A caller named Mark asks Father Dave about intercession, which is something he doesn’t completely understand.
So, how exactly does intercessory prayer, the act of asking Mary or the saints to pray to God on your behalf, work? Mark explains to Father Dave that he can’t comprehend why, if God is omnipotent, human beings would ask somebody in heaven to change God’s mind. Isn’t intercession just praying for a decision God has already made, but that we think is wrong? Or do we pray to Mary and the saints when God is too busy to hear our prayers?

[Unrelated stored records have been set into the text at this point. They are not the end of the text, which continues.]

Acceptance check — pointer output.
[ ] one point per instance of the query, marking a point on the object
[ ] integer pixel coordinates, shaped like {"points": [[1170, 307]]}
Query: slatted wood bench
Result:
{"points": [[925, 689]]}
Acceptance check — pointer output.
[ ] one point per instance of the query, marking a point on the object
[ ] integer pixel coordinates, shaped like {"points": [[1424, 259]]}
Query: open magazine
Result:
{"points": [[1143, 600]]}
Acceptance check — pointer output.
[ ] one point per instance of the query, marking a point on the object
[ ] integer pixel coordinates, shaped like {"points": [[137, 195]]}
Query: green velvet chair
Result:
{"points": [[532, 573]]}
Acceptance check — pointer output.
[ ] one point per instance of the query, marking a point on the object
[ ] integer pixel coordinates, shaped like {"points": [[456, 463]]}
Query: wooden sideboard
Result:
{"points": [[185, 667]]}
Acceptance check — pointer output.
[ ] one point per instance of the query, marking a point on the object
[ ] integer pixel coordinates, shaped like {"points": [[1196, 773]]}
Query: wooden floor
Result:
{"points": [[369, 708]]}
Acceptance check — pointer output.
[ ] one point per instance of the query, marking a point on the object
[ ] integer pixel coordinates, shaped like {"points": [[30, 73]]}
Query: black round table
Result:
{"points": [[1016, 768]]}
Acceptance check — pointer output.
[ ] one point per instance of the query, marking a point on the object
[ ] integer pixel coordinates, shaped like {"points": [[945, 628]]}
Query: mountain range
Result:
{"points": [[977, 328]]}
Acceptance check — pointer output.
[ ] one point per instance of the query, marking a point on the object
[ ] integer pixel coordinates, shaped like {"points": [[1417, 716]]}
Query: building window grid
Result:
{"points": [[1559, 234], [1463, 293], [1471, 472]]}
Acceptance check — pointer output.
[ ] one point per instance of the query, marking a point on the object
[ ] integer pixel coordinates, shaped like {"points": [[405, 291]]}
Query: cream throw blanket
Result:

Father Dave tells Mark that in both the Old and New Testaments, God actually encourages us to practice intercessory prayer and to continuously ask him for things. He uses Abraham’s consistent petitions to God in the Old Testament as an example.
He goes on to clarify the meaning of intercessory prayer, which is an invitation to Mary and the saints to ask God a question with us or for us. Mark says that for him, praying on behalf of another person means more than praying to a saint. Although praying for others helps us to understand each other, there’s a distinction between praying for others and intercessory prayer. Every night on the Busted Halo Show, people ask Father Dave to pray for others, and this does help people, but intercessory prayer is also helpful, as it benefits the saints.
Father Dave likens asking for a saint’s intercession to requesting that a saxophonist play a certain song (“Baker Street” by Gerry Rafferty, for instance, Father Dave quips). Saints love to pray, just as saxophonists love to play “Baker Street,” so why wouldn’t you ask them to pray for you? He sums up intercessory prayer by telling Mark that intercession doesn’t make them better saints, “But they are in another completely other-centered way of life, so they can’t wait to pray to God for us.”